Critics have been foaming at the mouth to list the reasons behind the demise.
Heading the complaints is the state of the Top 14, France's elite division often touted as one of the world's most competitive, but obviously failing the national set-up as it stands.
Inadequate academies failing to produce quality youngsters, too many games, too many foreigners -- particularly in key positions -- too many club interests taking precedent over national ones.
"I'm well aware of the period we're going through," Noves told AFP. "I know some of the reasons for it but I don't really want to list them because otherwise they'll say I'm complaining."
Either way, it makes for familiar reading for followers of the French club game, and especially Montpellier and club president Mohed Altrad, the Syrian Bedouin-born French billionaire businessman who has managed to rub everyone in French club rugby up the wrong way.
Now coached by former Clermont and Scotland trainer Vern Cotter, it was formerly Jake White at Montpellier's helm, and the South African did not hesitate in waving Altrad's chequebook to sign up a host of compatriots.
- South African bolthole -
The current Montpellier squad boasts a whopping 13 South Africans as well as three Georgians, two Fijians, two New Zealanders, an Australian and a Portuguese international.
The logic is not difficult to see for the club owner. The fewer number of players absent on international duty makes for a more solid showing in the Top 14. Montpellier currently sit second, two points behind leaders La Rochelle, to whom they lost 26-14 last weekend.
The pressure is on for Friday's match at Glasgow, both teams having lost their opening two Pool 3 games and knowing that a victory is crucial to their chances of qualifying for the quarter-finals.
Montpellier did at least pick up three bonus points, whereas Glasgow have nothing to show for their efforts following defeats to three-time winners Leinster and English champions Exeter, who clash on Sunday.
"Up against half the Scotland team, if not more, it'll be an even tougher match," said Montpellier No.8 Kelian Galletier of Friday's trip.
"If we lose, the European Cup is over for us."
Despite being pointless, Glasgow coach Dave Rennie insisted his team haven't written off the competition.
"We'll put the best team out that we possibly can. Obviously, Europe is a bit of a sprint, being over six weeks instead of the 21 in the Guinness Pro14," the Kiwi said.
"We know we're in a tough pool, with Exeter leading in England, Montpellier leading in France and Leinster doing well in their conference."
Beyond Top 14 and European action, Altrad has found himself mired in an ugly affair involving French rugby federation president Bernard Laporte.

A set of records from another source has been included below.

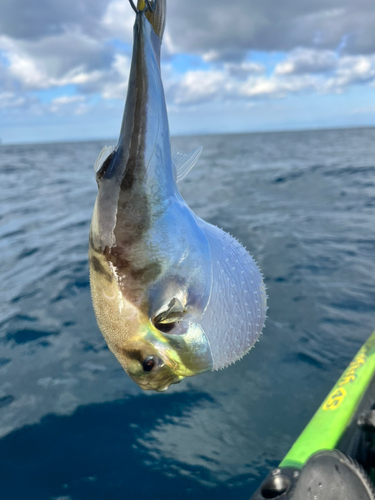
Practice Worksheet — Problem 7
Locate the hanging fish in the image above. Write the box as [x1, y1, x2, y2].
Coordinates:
[89, 0, 267, 392]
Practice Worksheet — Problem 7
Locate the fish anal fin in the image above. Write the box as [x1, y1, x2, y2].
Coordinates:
[172, 146, 203, 183]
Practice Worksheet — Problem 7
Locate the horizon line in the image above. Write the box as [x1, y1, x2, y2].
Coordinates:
[1, 123, 375, 147]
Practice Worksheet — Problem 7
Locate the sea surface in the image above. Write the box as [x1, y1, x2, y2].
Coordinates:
[0, 127, 374, 500]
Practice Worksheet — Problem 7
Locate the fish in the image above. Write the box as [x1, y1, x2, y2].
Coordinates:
[88, 0, 267, 392]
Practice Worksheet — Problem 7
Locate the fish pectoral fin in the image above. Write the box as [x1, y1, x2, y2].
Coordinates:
[153, 298, 185, 325]
[172, 146, 203, 183]
[94, 145, 115, 180]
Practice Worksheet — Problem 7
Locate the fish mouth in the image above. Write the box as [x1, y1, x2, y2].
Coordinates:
[130, 369, 182, 392]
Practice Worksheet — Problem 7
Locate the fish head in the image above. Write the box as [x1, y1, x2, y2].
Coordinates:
[109, 317, 213, 392]
[89, 245, 213, 392]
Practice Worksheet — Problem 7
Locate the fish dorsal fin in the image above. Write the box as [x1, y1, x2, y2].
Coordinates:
[94, 145, 115, 179]
[172, 146, 203, 183]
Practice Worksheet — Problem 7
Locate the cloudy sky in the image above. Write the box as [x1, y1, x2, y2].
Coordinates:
[1, 0, 375, 144]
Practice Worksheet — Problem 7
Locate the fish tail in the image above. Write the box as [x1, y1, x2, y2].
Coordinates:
[136, 0, 166, 41]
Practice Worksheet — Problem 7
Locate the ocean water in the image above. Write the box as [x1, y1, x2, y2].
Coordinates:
[0, 127, 375, 500]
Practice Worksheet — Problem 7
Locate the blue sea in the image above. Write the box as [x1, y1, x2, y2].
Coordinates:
[1, 128, 375, 500]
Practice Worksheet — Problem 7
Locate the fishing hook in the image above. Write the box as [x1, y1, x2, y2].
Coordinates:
[128, 0, 157, 14]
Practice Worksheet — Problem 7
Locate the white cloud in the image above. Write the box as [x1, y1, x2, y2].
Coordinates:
[323, 54, 375, 91]
[240, 75, 317, 98]
[163, 49, 375, 108]
[0, 33, 109, 90]
[0, 92, 26, 109]
[101, 54, 131, 99]
[51, 96, 85, 105]
[49, 95, 89, 114]
[275, 48, 337, 75]
[167, 65, 324, 107]
[101, 0, 134, 44]
[172, 70, 226, 105]
[224, 61, 265, 78]
[0, 0, 375, 137]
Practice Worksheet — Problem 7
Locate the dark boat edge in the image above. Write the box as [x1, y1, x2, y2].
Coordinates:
[251, 330, 375, 500]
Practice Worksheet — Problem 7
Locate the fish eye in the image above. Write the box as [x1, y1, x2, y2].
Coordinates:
[143, 355, 161, 372]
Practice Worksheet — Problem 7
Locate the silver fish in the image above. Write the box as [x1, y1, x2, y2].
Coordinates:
[89, 0, 267, 392]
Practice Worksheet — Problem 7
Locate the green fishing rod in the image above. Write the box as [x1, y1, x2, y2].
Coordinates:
[251, 330, 375, 499]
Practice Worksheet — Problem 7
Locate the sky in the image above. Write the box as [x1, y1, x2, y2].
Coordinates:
[0, 0, 375, 144]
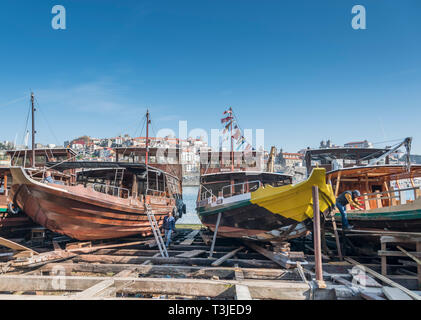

Altrad signed an agreement with Laporte's company to exploit the image of the former France coach, at the same time as Altrad's eponymous company became a jersey sponsor of the France XV.
Laporte has also been accused of helping to have reduced a fine imposed on Montpellier last season for a protest banner flown by their supporters. His intervention, which he said involved a phone call to offer a "political perspective", prompted seven members of the federation's appeals board to resign.
Laporte's contract with Altrad has since been withdrawn, but the alleged favouritism case was this week passed to the public prosecutor.
In the meantime, all eyes focus on an upturn in French fortunes on the pitch, starting with Altrad's team laden with foreigners.